HONOLULU — The Big West Conference has seen its first week of intraleague basketball competition largely wiped out after multiple teams have gone on COVID-19 pauses, reflecting the perilous position inflicted on college hoops nationally from the surging omicron variant.
On the men’s basketball side, three of five matchups set for Thursday and Saturday had been canceled as of Wednesday evening. Four Big West men’s programs are known to have current COVID issues — Hawaii, UC Irvine, Cal Poly and UC Riverside.
The women’s hoops side was impacted even more dramatically, with four of five matchups nixed on both Thursday and Saturday. The Rainbow Wahine have not had any reported COVID cases, but their opponents, UC Davis and UC Riverside, both backed out.
When the Big West's 20-game conference schedule was constructed, there were no bye dates included. The canceled games will more than likely not be made up.
“This thing came on like a brushfire,” Big West commissioner Dan Butterly told Spectrum News in a phone interview Wednesday. “Ten days ago, two weeks ago, we saw something on the horizon. … It’s amazing how quickly this omicron variant spread.”
In the last week, the conference adjusted its policy so that games wiped out will not count as forfeits by the team going through COVID protocols, but instead will be judged no-contests. The league will go to a winning-percentage model to determine seeds for the Big West tournament in Las Vegas in March because of the likelihood of a variance in the number of games played from team to team.
“We were able to revert back to the 2020-21 tiebreaking procedures and some of those things we already had in place, just in case something like this would flare up,” Butterly said. “And it flared up a lot quicker than we thought.”
UH is now looking to open Big West play on Jan. 6 — at Cal State Fullerton for the Rainbow Warriors, and at home against Long Beach State for the Rainbow Wahine.
Coach Eran Ganot’s ‘Bows (4-5) have an unspecified number of players isolating in COVID protocols, a number that’s “gone up” in the last handful of days since their first player, Mate Colina, entered protocols prior to the Hawaiian Airlines Diamond Head Classic tournament. UH, which is fully vaccinated, saw its Christmas matchup with Northern Iowa get canceled because of its lack of available players.
Cal Poly was the latest Big West team to announce cancelations on Wednesday.
“You’ve seen several programs impacted every day, almost every hour,” Ganot said. “It’s been tough. Some of it is out of your control; you’re doing (precautions) to the best of your ability and you’re still getting hit. Our position’s been unique — 21 straight months of no positives, and this came.”
The silver lining, he said, is that omicron cases have typically not been as severe. Ganot said the team is now preparing to play next week but is cognizant of the fact that other pauses could occur from now until March.
“You figure out ways to stay ready and prepared with all of that going on,” Ganot said. “It’s a tough challenge.”
Coach Laura Beeman’s Rainbow Wahine (3-6) are in the process of returning to the Islands since their holiday road trip was cut short due to the cancellations.

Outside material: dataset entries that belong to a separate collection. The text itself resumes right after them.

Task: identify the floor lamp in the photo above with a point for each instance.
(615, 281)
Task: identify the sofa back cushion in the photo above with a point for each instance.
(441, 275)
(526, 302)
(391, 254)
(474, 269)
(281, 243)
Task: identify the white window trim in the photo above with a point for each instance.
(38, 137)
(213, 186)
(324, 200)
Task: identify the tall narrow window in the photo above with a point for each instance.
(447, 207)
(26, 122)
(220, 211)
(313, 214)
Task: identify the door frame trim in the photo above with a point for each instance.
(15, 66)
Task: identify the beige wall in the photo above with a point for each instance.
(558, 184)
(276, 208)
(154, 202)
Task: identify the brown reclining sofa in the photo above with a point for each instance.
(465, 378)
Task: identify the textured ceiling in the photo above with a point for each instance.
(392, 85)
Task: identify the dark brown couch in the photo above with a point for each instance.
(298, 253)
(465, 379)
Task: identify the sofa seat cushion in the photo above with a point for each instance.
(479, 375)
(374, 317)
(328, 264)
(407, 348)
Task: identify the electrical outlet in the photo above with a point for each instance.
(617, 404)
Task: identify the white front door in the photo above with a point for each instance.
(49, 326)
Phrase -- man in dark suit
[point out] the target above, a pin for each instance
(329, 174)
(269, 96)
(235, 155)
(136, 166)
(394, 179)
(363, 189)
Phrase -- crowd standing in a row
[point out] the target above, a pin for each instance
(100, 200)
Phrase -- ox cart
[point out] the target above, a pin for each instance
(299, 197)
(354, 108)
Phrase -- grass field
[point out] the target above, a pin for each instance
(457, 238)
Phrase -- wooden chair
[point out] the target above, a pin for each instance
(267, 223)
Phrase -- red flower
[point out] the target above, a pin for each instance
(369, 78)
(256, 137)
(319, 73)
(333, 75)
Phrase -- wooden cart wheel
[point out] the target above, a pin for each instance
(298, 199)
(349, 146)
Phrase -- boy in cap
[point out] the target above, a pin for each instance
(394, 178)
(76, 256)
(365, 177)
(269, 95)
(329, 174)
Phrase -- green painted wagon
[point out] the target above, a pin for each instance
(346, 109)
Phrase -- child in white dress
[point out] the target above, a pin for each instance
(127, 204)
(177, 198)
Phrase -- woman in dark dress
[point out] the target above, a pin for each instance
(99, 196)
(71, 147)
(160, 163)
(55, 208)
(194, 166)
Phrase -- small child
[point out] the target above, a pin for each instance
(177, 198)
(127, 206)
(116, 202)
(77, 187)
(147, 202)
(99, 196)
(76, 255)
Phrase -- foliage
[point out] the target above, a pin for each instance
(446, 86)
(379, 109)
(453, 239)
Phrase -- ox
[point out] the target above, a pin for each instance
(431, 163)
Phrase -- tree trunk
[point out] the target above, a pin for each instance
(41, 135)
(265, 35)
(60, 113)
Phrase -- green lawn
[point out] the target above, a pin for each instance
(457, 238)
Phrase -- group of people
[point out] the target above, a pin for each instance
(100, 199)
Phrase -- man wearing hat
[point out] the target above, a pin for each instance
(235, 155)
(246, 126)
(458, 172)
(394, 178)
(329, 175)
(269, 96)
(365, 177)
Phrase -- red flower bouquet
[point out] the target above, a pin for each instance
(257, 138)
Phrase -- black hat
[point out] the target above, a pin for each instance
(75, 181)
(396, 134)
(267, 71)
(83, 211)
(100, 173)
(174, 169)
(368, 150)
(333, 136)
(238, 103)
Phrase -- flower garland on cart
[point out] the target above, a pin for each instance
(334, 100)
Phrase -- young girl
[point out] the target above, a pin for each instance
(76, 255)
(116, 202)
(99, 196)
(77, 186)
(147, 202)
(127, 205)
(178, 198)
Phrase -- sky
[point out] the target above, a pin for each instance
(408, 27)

“I think everyone’s hoping for (a scenario that) maybe the first (half) is a little screwy, and then as we get into the second half of conference it becomes a little more consistent, and at least teams play each other once before we head to the tournament,” Beeman said. “We’re going to have to talk to the NCAA about different minimums (in games played) in order to get that automatic (Big West berth to the NCAA tournament).”
She is in favor making the emergency conference schedule put into place last year — with teams pairing up by the week and playing two games against each other at the same site — the permanent format going forward. If not that, she favors a schedule with byes that doesn’t necessarily require all teams in the league to play each other twice every season.
“I was not a fan of this schedule in any way, shape or form,” Beeman said. “I was not a fan of two separate opponents per week, and I was not a fan of no byes. I lived that life with the (WNBA’s Los Angeles) Sparks when, every week you were playing different opponents. The toll it takes on players and coaches, you can feel it. I thought the level of competition was not as good as it should be.”
Butterly said that, because of teams’ existing travel plans for flights and hotels, this year’s schedule can’t be adjusted on the fly. But he said other models are being looked at for future years, starting with 2023-24 (the 2022-23 schedule is already essentially locked in, he said.)
“I’ve put together a couple models for membership to look at for 2023-24 that would add another week to the schedule and potentially provide a little bit of breathing room for teams to get a little bit more competitive balance in the schedule,” Butterly said.